Werkvormen

Actieve muziektherapie

Bij actieve muziektherapie is de cliënt zelf actief betrokken bij het vormgeven aan de (therapeutische) muziek.

In tegenstelling tot de receptieve Muziektherapie, waarbij de cliënt de rol van luisteraar heeft, heeft de patiënt bij de actieve muziektherapie de rol van deelnemer.

Centraal in deze therapievorm staat het samen muziek maken.

Dit kan in een groep of in individueel contact met de therapeut plaats vinden. Cliënt en therapeut maken gebruik van allerlei instrumenten die eenvoudig te bespelen zijn en de (zang)stem.
De cliënt hoeft niet over muzikale voorkennis of de vaardigheid een instrument te bespelen te beschikken. Alle instrumenten zijn eenvoudig bespeelbaar en zal de muziektherapeut voldoende uitleg geven hoe deze te gebruiken zijn. Kennis over muziek is ook niet noodzakelijk. De cliënt kan dit gedurende de therapie ontdekken.

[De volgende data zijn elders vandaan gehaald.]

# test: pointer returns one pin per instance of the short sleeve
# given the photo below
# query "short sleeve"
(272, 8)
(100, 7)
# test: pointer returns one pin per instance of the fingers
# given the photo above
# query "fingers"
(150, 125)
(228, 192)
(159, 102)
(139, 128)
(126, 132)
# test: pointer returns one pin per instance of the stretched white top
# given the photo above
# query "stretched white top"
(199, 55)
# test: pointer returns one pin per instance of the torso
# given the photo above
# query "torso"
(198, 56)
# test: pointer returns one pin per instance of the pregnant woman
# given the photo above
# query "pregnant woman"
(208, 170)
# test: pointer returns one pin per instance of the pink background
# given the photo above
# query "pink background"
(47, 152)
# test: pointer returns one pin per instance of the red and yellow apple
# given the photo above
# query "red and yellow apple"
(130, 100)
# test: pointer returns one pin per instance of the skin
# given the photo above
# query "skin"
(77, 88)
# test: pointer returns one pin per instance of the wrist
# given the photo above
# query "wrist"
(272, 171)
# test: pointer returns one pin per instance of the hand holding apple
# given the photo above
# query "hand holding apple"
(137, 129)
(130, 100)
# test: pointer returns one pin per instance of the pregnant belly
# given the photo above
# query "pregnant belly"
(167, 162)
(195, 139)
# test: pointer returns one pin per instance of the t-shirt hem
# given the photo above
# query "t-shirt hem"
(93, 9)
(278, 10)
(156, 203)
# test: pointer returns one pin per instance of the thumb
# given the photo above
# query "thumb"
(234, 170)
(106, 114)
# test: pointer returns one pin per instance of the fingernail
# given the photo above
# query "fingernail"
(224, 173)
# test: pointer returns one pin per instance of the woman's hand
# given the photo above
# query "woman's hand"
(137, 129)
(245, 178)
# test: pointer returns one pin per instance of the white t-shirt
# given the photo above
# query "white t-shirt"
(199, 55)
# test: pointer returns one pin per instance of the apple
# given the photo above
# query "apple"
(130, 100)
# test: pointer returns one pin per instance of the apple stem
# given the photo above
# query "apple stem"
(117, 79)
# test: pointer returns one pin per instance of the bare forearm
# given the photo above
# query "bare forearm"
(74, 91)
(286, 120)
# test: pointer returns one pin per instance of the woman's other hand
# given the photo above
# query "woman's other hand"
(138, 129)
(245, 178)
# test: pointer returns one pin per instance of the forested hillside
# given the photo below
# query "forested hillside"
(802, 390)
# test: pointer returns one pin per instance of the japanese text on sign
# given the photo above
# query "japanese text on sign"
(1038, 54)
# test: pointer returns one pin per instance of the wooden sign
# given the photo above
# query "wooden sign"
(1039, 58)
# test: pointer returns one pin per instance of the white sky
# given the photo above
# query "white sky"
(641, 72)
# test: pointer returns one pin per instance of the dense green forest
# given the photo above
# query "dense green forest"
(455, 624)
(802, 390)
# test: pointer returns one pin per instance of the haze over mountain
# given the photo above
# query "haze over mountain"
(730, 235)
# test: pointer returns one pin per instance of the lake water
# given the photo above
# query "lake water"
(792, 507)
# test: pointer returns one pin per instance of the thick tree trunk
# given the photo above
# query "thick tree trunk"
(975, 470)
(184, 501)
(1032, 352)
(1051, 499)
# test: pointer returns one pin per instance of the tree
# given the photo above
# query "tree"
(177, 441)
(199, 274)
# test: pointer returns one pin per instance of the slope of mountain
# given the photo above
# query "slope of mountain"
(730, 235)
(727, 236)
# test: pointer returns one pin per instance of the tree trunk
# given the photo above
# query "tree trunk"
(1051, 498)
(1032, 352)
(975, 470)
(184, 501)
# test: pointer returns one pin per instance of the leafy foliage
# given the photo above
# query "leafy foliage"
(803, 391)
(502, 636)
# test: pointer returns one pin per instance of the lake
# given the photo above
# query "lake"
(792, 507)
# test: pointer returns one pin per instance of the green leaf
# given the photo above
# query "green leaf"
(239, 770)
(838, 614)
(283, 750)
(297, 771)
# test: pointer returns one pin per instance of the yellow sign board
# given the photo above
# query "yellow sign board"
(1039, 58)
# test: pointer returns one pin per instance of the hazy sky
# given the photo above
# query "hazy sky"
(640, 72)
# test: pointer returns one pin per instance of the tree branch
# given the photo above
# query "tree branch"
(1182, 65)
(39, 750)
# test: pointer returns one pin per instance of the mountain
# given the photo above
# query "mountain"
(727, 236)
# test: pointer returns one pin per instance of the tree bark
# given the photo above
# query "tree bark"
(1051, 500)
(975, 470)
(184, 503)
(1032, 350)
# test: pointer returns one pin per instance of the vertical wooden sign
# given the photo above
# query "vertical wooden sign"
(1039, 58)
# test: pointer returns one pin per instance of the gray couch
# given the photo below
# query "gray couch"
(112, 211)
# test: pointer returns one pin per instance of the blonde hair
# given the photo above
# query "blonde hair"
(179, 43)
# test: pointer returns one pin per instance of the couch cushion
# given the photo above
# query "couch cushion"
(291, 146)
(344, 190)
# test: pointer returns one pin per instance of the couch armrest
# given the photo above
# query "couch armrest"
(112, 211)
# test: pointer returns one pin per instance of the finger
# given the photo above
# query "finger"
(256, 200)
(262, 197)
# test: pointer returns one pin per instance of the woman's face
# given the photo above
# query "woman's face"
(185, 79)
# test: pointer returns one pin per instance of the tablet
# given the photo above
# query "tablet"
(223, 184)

“Iedereen is muzikaal” beweerd muziekwetenschapper HJ Honing.

Muziektherapie is niet te verwarren met muziekles. Het gaat er niet om een muziekinstrument te leren bespelen of een esthetisch mooi stuk muziek te produceren. Het gaat om de processen in de muziek en in het contact met de therapeut. Daarbij staat de doelstelling van de therapie steeds centraal.
Maar wat doet men nu concreet? 
Er bestaan verschillende mogelijkheden die afhankelijk zijn van het doel van de therapie. Voorbeelden van mogelijke werkvormen zijn, muzikale reactiespelletjes, het begeleiden van een lied op een trommel, het verklanken van een gevoel, het samen zingen, zangoefeningen, het schrijven van liederen, het samen improviseren en nog veel meer.

 

Receptieve muziektherapie

Tijdens de receptieve muziektherapie maakt de cliënt niet zelf muziek, zoals bij Actieve Muziektherapie, maar luistert de cliënt naar muziek met hieraan eventueel verbonden het uitvoeren van opdrachten. 
De muziek kan van de therapeut zelf worden gemaakt (geïmproviseerd of een bestaande muziek) of van de cliënt of therapeut worden uitgezocht op CD.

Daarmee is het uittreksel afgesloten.